Much praised for its orderly, almost processional, use of language, the novel retains a formal strangeness (like Diski, it associates this strangeness -- and the chaotic tendency of human narrative -- with Genesis, rewriting the story of Eden and the Flood; Ruth and Sylvie, like Delany's Lobey, are destined to become errant wanderers, reversing the grand narrative of civilisation's "progress" from hunter/gatherer to settlement). Narrated by Ruth in the first person, it includes passages that offer impossible access to the thoughts and deeds of other characters (particularly her grandmother, long before her birth). While it appears to narrate the present through the convention of the past tense, suggesting that the narrative voice is close in time to -- possibly even coincident with -- the events described, the end of the novel suggests that it is very much a distant reflection from years later, a different kind of open-endness in its temporal reversal that is as dizzying and lovely as the repeated image chain that associates, inverts and reconfigures drowning in flying, and flying in drowning. The image chain does not draw to an orderly conclusion, but keeps generating, pushing at the strangeness of human movement through the elements. Like Ruth and Sylvie, Robinson's prose opts for a resistant Otherness.

Patti Smith is insistent on the significance of this quality for her gallery of artist-heroes in Just Kids (Rimbaud, Blake, Kahlo, Hendrix): not in the sense that artists are Other than human, but that they are compelled by the dense, irresolvable mystery of what is not-I/us; not compelled to resolve or normalise it, but to enter into it.
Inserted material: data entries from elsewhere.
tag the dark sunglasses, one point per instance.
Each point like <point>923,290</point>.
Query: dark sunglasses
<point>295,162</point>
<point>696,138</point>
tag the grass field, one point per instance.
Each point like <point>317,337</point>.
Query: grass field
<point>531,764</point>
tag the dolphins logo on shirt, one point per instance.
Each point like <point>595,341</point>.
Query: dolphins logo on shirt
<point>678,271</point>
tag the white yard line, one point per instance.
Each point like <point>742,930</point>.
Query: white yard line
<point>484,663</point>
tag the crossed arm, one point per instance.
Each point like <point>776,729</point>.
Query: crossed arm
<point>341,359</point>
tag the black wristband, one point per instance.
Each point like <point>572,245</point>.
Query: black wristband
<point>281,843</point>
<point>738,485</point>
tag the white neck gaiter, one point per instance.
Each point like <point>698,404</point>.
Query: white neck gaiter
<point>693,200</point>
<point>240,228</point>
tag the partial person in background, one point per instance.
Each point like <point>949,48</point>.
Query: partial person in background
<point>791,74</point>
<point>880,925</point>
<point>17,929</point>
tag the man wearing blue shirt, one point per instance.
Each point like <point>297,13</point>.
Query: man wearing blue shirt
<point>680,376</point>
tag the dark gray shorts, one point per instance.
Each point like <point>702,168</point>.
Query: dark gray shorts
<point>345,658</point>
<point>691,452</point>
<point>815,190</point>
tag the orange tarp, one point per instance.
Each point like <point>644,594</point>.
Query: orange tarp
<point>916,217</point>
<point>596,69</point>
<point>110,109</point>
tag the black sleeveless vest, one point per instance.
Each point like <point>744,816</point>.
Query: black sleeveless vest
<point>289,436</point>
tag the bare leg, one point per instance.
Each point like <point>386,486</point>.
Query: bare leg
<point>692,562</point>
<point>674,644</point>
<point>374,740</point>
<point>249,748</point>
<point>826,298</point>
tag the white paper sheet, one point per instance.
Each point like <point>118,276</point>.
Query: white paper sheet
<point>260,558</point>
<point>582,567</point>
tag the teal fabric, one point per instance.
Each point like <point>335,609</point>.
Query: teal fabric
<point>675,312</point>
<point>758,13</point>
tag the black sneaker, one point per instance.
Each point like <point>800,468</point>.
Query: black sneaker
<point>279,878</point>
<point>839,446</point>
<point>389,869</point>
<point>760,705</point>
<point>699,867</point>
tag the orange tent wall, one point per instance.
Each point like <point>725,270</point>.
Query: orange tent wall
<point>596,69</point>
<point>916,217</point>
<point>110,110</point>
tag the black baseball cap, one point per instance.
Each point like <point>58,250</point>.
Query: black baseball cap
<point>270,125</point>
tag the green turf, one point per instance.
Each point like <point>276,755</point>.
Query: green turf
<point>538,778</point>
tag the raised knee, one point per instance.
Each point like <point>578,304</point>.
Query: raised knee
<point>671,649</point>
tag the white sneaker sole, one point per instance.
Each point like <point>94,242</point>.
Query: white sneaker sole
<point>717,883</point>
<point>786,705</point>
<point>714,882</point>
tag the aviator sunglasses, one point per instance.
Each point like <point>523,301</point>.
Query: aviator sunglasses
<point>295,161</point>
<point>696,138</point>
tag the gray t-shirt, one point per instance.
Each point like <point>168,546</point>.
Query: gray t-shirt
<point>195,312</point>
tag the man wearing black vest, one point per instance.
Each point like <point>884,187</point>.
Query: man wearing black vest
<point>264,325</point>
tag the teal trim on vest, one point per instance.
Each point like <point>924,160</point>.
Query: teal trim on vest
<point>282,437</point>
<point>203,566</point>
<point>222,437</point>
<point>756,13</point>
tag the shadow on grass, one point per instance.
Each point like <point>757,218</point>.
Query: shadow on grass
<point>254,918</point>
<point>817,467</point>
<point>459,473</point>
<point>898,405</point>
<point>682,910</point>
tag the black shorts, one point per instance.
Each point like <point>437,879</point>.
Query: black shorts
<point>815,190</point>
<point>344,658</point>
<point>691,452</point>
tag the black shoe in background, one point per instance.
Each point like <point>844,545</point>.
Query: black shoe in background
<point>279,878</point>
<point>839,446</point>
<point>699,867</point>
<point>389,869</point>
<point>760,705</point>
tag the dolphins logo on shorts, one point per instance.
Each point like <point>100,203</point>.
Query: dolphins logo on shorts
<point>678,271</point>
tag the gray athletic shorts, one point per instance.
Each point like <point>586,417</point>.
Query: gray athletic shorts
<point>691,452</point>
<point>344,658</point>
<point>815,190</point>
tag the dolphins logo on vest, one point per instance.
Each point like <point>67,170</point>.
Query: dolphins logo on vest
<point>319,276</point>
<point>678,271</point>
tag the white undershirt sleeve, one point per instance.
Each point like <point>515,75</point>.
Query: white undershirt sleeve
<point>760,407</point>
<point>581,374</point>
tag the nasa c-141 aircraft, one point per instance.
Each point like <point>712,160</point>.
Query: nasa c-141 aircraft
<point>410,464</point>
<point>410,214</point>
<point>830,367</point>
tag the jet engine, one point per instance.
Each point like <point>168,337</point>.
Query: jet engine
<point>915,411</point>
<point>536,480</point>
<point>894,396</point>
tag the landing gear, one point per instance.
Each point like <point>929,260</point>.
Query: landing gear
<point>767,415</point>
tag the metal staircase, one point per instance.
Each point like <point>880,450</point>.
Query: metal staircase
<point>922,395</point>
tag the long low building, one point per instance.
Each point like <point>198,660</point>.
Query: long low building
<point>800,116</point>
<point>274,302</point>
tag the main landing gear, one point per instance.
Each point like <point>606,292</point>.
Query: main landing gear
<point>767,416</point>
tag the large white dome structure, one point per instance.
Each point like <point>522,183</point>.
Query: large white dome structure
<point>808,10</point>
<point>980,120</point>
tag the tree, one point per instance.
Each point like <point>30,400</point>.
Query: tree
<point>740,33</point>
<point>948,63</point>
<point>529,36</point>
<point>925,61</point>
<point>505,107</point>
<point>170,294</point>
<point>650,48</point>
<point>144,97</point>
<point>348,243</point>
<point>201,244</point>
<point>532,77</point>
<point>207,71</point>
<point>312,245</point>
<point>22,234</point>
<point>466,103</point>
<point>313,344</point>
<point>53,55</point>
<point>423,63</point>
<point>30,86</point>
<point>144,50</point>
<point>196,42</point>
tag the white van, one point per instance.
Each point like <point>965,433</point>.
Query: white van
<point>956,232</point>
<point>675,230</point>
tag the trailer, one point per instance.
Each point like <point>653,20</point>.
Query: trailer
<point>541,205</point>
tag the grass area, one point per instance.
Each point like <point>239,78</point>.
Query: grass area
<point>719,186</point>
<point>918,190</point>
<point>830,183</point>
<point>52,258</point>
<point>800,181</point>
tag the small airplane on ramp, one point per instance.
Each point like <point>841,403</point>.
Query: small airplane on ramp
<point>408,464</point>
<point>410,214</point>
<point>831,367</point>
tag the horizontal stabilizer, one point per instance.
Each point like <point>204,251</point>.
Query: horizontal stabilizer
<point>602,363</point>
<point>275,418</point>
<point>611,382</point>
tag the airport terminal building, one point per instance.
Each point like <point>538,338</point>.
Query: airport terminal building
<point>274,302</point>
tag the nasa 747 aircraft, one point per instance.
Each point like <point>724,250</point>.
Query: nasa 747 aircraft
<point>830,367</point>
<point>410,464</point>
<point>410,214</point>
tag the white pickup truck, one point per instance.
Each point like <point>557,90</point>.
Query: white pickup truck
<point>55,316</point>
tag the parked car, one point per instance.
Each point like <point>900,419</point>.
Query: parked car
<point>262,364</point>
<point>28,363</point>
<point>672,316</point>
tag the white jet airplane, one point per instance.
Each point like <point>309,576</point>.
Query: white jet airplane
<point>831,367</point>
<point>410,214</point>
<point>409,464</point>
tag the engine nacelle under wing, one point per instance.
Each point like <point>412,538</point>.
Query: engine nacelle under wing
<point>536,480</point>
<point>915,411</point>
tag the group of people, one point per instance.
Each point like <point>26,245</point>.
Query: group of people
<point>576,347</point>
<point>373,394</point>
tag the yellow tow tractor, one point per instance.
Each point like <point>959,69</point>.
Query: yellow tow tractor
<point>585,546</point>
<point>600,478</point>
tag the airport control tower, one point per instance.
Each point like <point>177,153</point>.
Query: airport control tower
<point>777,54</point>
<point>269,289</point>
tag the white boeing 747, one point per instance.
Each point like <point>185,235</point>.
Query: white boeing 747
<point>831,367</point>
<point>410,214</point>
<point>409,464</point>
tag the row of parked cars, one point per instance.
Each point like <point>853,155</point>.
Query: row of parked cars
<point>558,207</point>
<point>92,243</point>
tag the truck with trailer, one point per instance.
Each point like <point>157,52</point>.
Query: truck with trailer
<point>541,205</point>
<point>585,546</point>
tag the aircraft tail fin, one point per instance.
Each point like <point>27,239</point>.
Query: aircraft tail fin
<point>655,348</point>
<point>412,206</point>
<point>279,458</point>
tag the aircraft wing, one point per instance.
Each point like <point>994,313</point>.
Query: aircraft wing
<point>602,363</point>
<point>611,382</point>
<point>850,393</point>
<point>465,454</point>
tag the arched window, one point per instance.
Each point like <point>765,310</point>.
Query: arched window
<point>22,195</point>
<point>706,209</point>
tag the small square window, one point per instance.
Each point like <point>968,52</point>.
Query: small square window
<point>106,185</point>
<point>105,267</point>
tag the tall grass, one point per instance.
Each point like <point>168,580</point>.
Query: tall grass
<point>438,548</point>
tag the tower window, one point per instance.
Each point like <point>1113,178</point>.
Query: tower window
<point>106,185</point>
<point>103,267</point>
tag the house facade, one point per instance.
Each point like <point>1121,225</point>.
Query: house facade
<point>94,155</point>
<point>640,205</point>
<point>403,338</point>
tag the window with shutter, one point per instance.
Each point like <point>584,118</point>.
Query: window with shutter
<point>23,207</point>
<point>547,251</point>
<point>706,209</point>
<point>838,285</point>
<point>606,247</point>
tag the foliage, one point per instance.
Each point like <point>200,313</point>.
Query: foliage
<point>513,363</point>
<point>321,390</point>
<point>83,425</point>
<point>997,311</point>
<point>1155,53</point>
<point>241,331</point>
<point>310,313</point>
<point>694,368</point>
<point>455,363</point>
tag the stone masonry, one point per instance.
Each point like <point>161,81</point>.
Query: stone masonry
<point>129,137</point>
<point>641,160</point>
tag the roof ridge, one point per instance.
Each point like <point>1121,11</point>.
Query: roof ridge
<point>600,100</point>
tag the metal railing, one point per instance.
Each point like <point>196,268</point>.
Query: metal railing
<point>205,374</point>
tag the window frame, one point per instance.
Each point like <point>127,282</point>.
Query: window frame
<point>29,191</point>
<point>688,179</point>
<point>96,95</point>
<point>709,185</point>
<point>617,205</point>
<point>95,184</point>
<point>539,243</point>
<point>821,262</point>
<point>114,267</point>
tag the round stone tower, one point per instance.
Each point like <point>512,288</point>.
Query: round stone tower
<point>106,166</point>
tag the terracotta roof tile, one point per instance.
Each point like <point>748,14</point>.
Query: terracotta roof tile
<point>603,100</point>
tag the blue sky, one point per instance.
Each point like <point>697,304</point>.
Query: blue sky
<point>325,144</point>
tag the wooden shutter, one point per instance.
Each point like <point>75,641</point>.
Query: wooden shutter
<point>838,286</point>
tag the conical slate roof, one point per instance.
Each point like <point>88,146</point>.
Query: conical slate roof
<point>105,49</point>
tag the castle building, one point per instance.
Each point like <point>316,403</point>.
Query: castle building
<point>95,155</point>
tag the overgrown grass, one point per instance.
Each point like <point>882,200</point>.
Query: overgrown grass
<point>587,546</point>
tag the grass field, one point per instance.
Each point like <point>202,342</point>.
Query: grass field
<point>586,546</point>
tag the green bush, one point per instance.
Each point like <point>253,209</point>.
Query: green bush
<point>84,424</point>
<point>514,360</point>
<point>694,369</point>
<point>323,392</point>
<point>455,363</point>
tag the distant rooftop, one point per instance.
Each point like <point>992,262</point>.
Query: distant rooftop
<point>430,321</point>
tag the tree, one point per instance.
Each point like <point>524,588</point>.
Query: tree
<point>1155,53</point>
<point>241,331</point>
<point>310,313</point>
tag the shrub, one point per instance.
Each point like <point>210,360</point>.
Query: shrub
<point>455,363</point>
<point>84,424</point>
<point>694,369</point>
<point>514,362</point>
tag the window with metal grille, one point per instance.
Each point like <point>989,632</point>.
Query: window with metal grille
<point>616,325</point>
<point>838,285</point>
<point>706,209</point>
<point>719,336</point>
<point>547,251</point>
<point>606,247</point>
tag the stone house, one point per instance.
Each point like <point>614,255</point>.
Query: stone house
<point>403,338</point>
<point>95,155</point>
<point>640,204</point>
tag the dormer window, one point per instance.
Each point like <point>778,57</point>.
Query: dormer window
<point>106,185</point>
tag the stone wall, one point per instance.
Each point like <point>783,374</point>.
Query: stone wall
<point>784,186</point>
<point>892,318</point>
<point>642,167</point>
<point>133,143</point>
This doesn't preclude them from some of things associated with SOWF (kindness to others, generosity, material beauty, community), but it does mean they are uneasy about the homogeneity, passivity and -- for want of a more precise term -- niceness that SOWF implies in Lessing's and Stephenson's "let's all pitch in together" heartwarming big finales. Warner's Paris Commune is a less harmonious but more exciting vision of divergent personalities, aims and discourses united not by SOWF but by a healthy respect and curiosity about the difference of difference (the very difference that motivates the curiosity of Delany's Lobey). Smith draws a distinction between the 'incestuous community' of the St. Mark's Poetry Project and the mutuality of her connection with Robert Mapplethorpe: 'I understood that in this small space of time we had mutually surrendered our loneliness and replaced it with trust.' Trust is one name for what occurs between Diski and her cat, a surrendering of loneliness that is not a merging of discrete entities, but an echoic resonance replete with caution, tentativeness, contingency and commitment. Trust is open-ended, whether between living entities or text and reader.